Muchos comparábamos nuestros videojuegos de consolas con los de las recreativas, queríamos que se vieran igual, pero, valgan verdades, las consolas no podían emular la potencia gráfica de las arcadias. Hubo muchos juegos trasladados de arcade a consola, como por ejemplo, los beat ‘em up, los clásicos “yo contra el barrio”, que tuvieron mucha popularidad ya que abarcaban todo tipo de historias. Los más sobresalientes eran juegos de Capcom, con títulos como Final Fight (1989) o Captain Comando (1991); esto además de Konami, con algunas licencias de series de TV que estaban de moda en aquellas épocas, resaltando: Teenage Mutant Ninja Turtles: Turtles in time y The Simpson Arcade Game, aunque este último no llego a consolas. Hubo todo tipo de juegos y géneros para escoger, pero sin duda el más resaltante fue el de peleas y Street Fighter 2 era el más popular de todos, ya que cambió todo el concepto que se tenía gracias a la implementación de combos y el uso de sprites más grandes en pantalla, mejorando el aspecto de cómo se veían los combates; esto ocasionó una ola de juegos de lucha gracias a la gran demanda por parte del público, lo cual llevó a las empresas a invertir y desarrollar nueva tecnología para sus placas, así como a buscar licencias y nuevos títulos que satisfagan al consumidor ávido por más juegos de peleas. Capcom se alió con Marvel para traernos títulos con sus superhéroes, mientras que SNK juntaría a todas sus franquicias de peleas en un solo juego.

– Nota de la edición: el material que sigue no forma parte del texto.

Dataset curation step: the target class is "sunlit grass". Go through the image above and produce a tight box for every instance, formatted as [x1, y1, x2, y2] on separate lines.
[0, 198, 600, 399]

Ya para esta época el uso e implementación del pixel art era de un gran nivel. Las transparencias, así como los efectos de luces y explosiones gozaban de gran vistosidad, e incluso detalles mínimos como arrugas y gestos eran posibles de plasmar. Dependiendo en qué plataforma trabajasen los desarrolladores, estos sabían darle un aspecto único a cada obra y si bien esta sería una gran época para la industria, donde se llevó al límite a cada una de estas plataformas, nadie esperó una nueva corriente que cambiaría nuevamente las reglas del juego.


EL 3D Y EL CASI OLVIDO DEL PIXEL ART

La experimentación con el 3D se originó en los años 80 en juegos de ordenador, al inicio utilizando texturas 2D y pixel art para dar un falso efecto 3D. Juegos como Wolfenstein 3D (ID software, 1992) utilizarían este método para afianzar el género FPS (First-person shooter), que posteriormente se perfeccionaría en el juego Doom (ID software). Gracias al avance del 3D todas las empresas videojuego se volcaron hacia el uso de esta novedosa tecnología, Nintendo lo implementó con su chip Super FX, también conocido como MARIO (Mathematical, Argonaut, Rotation & I/O), que sirvió para acelera los gráficos y dar un entorno 3D a sus juegos. Este fue utilizado en Yoshi´s Island y, en especial, para Star Fox (1993), el cual estuvo en un total 3D. Sega trató de darle más vida a su consola lanzando muchos periféricos en un afán de mejorar la potencia del Génesis, pero con mediano éxito, ya que era muy caro comprar todos estos aditamentos, además que muchos de ellos solo fueron lanzados en Japón. Por último, Sony terminaría la guerra de estas consolas anunciando el lanzamiento de su propia máquina, después de un trato fallido con Nintendo.

De esta manera, el uso del pixel art se vio mellado considerablemente, aunque los juegos de portátiles gozaban de un gran revuelo gracias al Gameboy (Nintendo, 1989) y todas sus revisiones posteriores. Muchos de estos títulos se convertirían en franquicias importantes en el mundo del gaming. No es mentira que Pokémon (Game Freak, 1996) fue la punta de lanza de este mercado, gracias a sus secuelas que utilizaban de manera correcta los recursos de las portátiles que albergaban cada nueva secuela y, así, por cada nueva actualización del Gameboy había un nuevo juego de Pokémon. También hubo mucha competencia en el mercado de las portátiles: Sega, SNK y Bandai también querían un trozo de ese pastel. Bandai contrató al mismísimo creador del Gameboy, Gunpei Yokoi, para que manufacturara su portátil llamada Wonderswan (Bandai, 1999), mientras que Sega trasladó la gran mayoría de los juegos de Genesis a su portátil Gamegear (1990).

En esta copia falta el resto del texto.